The South Pole Allied Challenge (SPAC) is a race to the geographic South Pole between three teams of disabled soldiers from the United States, the United Kingdom, and the Commonwealth of Nations. SPAC will last approximately four weeks, beginning in November. The team will cover nine to twelve miles per day while pulling pulks, or arctic sleds, under frigid conditions.
SPAC is designed to raise awareness about wounded warriors in the U.S. and abroad, specifically those coming home from Iraq and Afghanistan. More than 5.5 million American soldiers are currently managing a service-related disability.
Just recently, the soldiers participated in a two-week long training session in Iceland.
The team was announced on April 19, with the final selected members of Team US comprised of four wounded warriors. They include Mark Wise, a victim of an IED accident in Afghanistan in 2009, who sustained hand/forearm amputation, facial rebuilding, and burns; Therese Frentz, from Del Rio, Texas, who sustained physical injuries and mental strain, including PTSD and depression; Margaux Mange, who suffers from Bell’s Palsy; and Ivan Castro, a blind soldier who has run more than twenty-four marathons.
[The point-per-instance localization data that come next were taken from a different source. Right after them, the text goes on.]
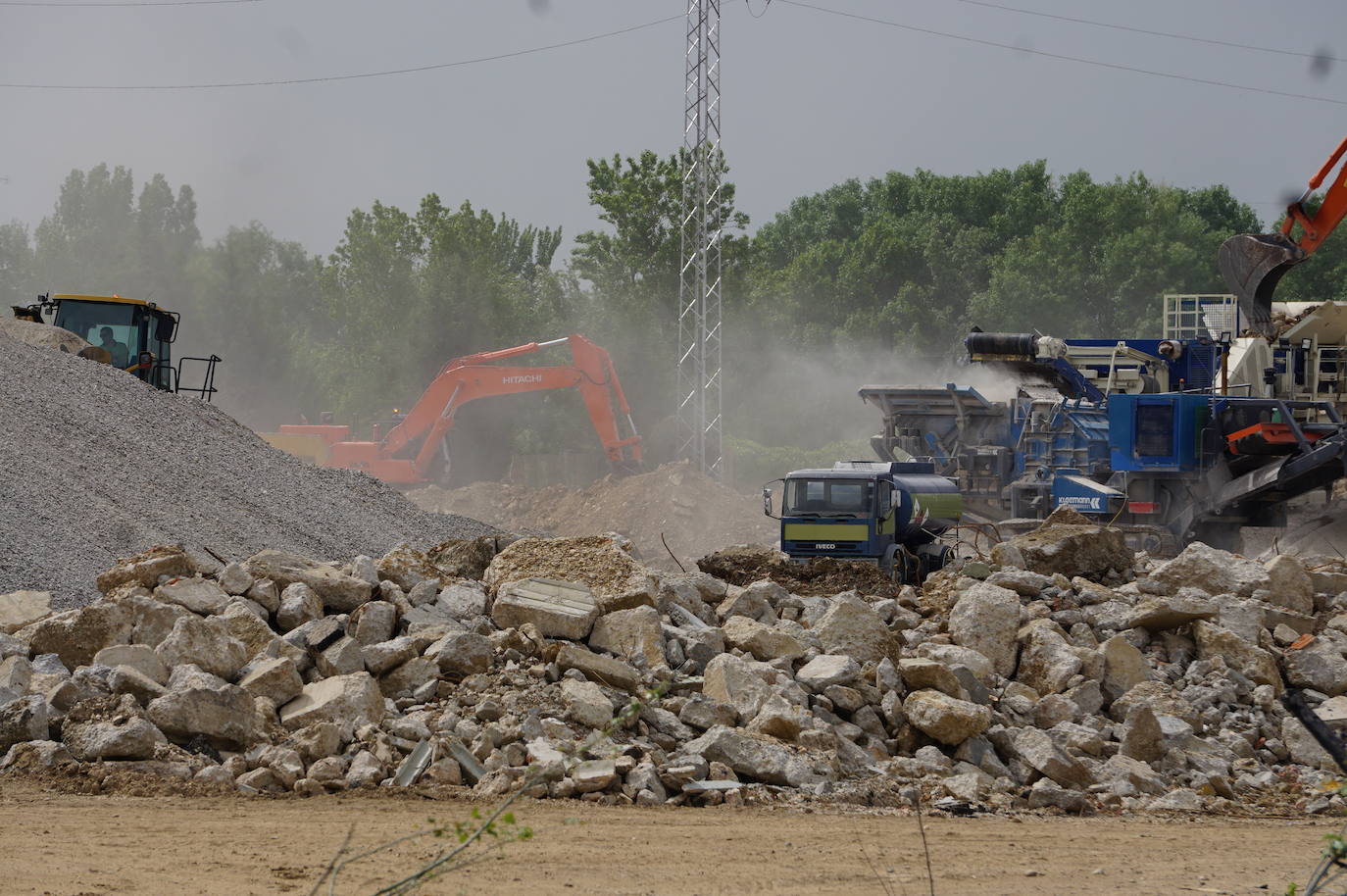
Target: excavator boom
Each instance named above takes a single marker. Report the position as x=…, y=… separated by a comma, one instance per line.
x=1253, y=263
x=409, y=450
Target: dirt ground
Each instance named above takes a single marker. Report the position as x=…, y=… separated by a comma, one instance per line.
x=61, y=844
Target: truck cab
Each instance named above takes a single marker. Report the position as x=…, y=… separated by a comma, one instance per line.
x=890, y=514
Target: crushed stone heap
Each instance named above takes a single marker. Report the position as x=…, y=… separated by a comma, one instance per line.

Soldiers to Summits have also made recent trips to Mount Cotopaxi in Ecuador in 2012, Nepal’s Mount Lobuche in 2010, and are planning their next expedition to the Peruvian Andes in October 2013.
Margaux Mange previously participated in the Ecuadorian expedition last year. She is partaking in SPAC to motivate other veterans.
“I am participating in the SPAC because I want to inspire other injured vets to keep living. I have had a couple friends write me and say ‘I must admit I’m a bit jealous, but I’m happy for you.’ I know, as I felt the same way when I was first recovering and saw guys climbing Kilimanjaro—they were my jealous inspiration so I hope I can be some ones. Plus it’s the South Pole!” says Mange.
“The SPAC is important because it’s the first challenge of this magnitude with injured veterans from different countries with all different injuries, trying to bring awareness not only to visible wounds but to the invisible wounds.”
The Allied Challenge Team will include guides Ed Parker, founder of Walking With The Wounded, and Inge Solheim, who has more than twenty-one years of experience in expedition and guiding.
“The South Pole Allied Challenge aims to demonstrate the close bond between the participating countries both on and off the battlefield, in rehabilitation and recovery, as the teams tackle the inhospitable Antarctic, overcoming both the savage conditions and their own individual injuries,” says Parker. “We hope the efforts of those in the teams who have overcome injury will inspire many others in the wounded community in all nations to challenge themselves in their future.”